Coffee shops and cafés in Northern Ireland should consider applying calorie labelling to scones, according to the Food Standards Agency.

This is one of the recommendations made in a report by the FSA in partnership with local councils, called Nutritional Content of Scones.

Researchers said scones were selected as the target of the study for a number of reasons, including them being a popular mid-morning snack in Northern Ireland, and because bakery is one of the top 10 sources of sugar for 11- to 18-year-olds in the country.

The study looked at levels of energy, sugar, fat, fibre, salt and the portion size of locally-produced scones in the country as part of the ‘Know Your Calories’ campaign. Multinational chains such as Starbucks, Costa and Greggs were excluded from the study.

The range of calories per scone varied from 154kcal to 756kcal, the research found, while the average scone contained 20g of sugar. One plain scone contained 5g of salt per portion while another – a raspberry & white chocolate one – had 22.7g of fat. The largest, a fruit scone that weighed in at 233.3g, contained around 750kcal and 39.2g of sugar.

“In 2018, the 11 district councils sampled a variety of plain, luxury and fruit scones from local coffee shops and cafés across Northern Ireland,” said Emily Latimer, principal environmental health officer, representing the 11 district councils.

The results of the survey will inform ‘targeted interventions’ to increase the availability of healthier products in local bakeries and coffee shops.

Recommendations included adding calorie labels to scones and reducing their portion size by using a smaller cutter, or offering a variety of sizes so consumers have a choice.

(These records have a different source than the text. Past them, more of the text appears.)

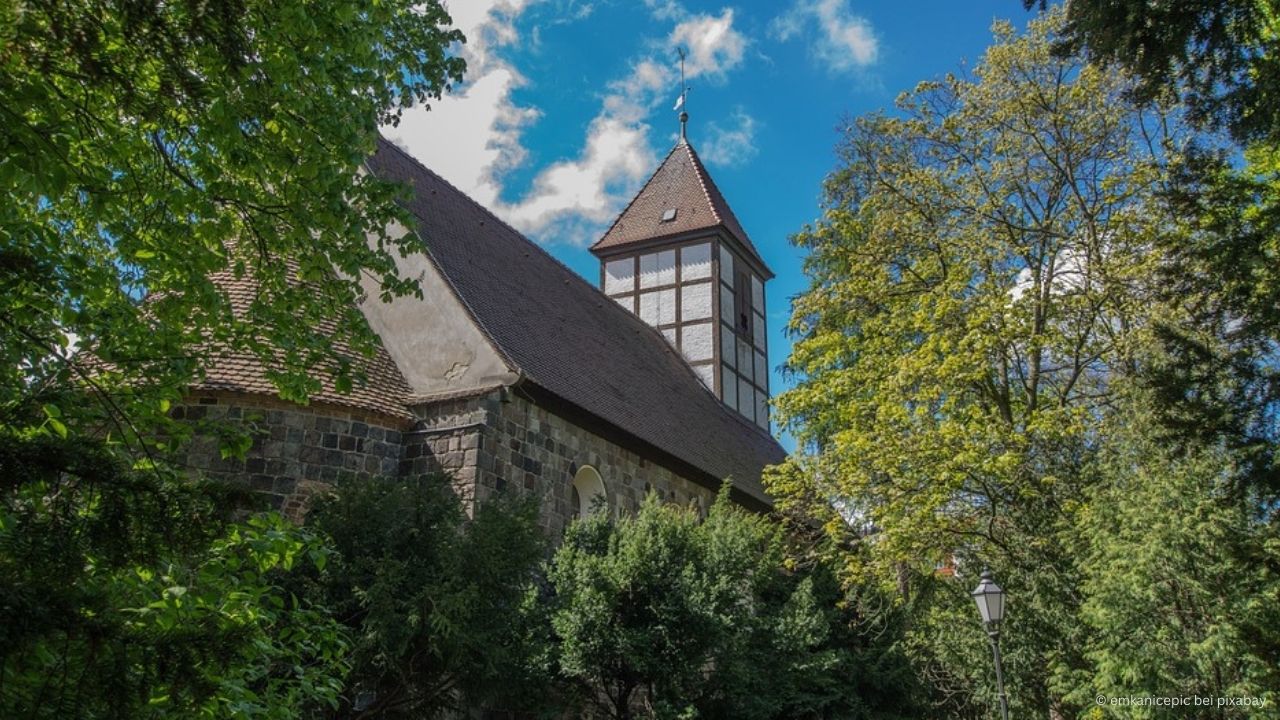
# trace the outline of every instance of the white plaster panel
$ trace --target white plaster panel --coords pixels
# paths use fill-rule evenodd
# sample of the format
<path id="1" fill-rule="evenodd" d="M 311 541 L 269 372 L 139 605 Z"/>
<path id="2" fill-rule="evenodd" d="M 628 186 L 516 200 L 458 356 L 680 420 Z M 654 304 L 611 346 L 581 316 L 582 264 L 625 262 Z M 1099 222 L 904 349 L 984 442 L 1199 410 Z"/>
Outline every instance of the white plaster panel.
<path id="1" fill-rule="evenodd" d="M 680 288 L 680 319 L 705 320 L 712 316 L 712 283 L 686 284 Z"/>
<path id="2" fill-rule="evenodd" d="M 699 281 L 712 277 L 712 243 L 691 245 L 680 251 L 680 279 Z"/>
<path id="3" fill-rule="evenodd" d="M 721 366 L 721 387 L 723 388 L 721 398 L 724 405 L 737 410 L 737 375 L 728 365 Z"/>
<path id="4" fill-rule="evenodd" d="M 676 251 L 663 250 L 640 256 L 640 287 L 676 283 Z"/>
<path id="5" fill-rule="evenodd" d="M 659 290 L 640 293 L 640 319 L 650 325 L 668 325 L 676 322 L 676 291 Z"/>
<path id="6" fill-rule="evenodd" d="M 398 237 L 408 229 L 392 223 L 388 232 Z M 376 240 L 370 236 L 369 242 Z M 422 296 L 383 302 L 378 281 L 361 275 L 360 310 L 413 392 L 430 395 L 511 382 L 512 369 L 458 302 L 435 264 L 422 252 L 393 255 L 399 277 L 417 282 Z"/>
<path id="7" fill-rule="evenodd" d="M 733 284 L 733 254 L 721 245 L 721 279 Z"/>
<path id="8" fill-rule="evenodd" d="M 710 360 L 713 343 L 710 323 L 685 325 L 680 331 L 680 350 L 690 363 Z"/>
<path id="9" fill-rule="evenodd" d="M 635 292 L 636 263 L 634 258 L 609 260 L 604 264 L 604 292 Z"/>
<path id="10" fill-rule="evenodd" d="M 698 379 L 703 380 L 703 384 L 708 388 L 716 383 L 716 365 L 694 365 L 694 372 L 698 373 Z"/>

“Coffee shops should consider applying calorie labelling to the scones they produce to allow their customers to make a more informed choice. Recent statistics show that 78% of NI consumers would like to see more information about healthy eating options when they are eating out,” the report stated.

Notably, 91% of the scones tested were made from scratch, 5% made with a commercial mix and 4% bought in ready-baked. Of the businesses making their scones from scratch, 18% reported that they did not measure ingredients.

“The majority of scones in this survey were made from scratch, presenting a real opportunity for coffee shops to make a difference to the healthiness of the scones they produce through reformulation and portion control.”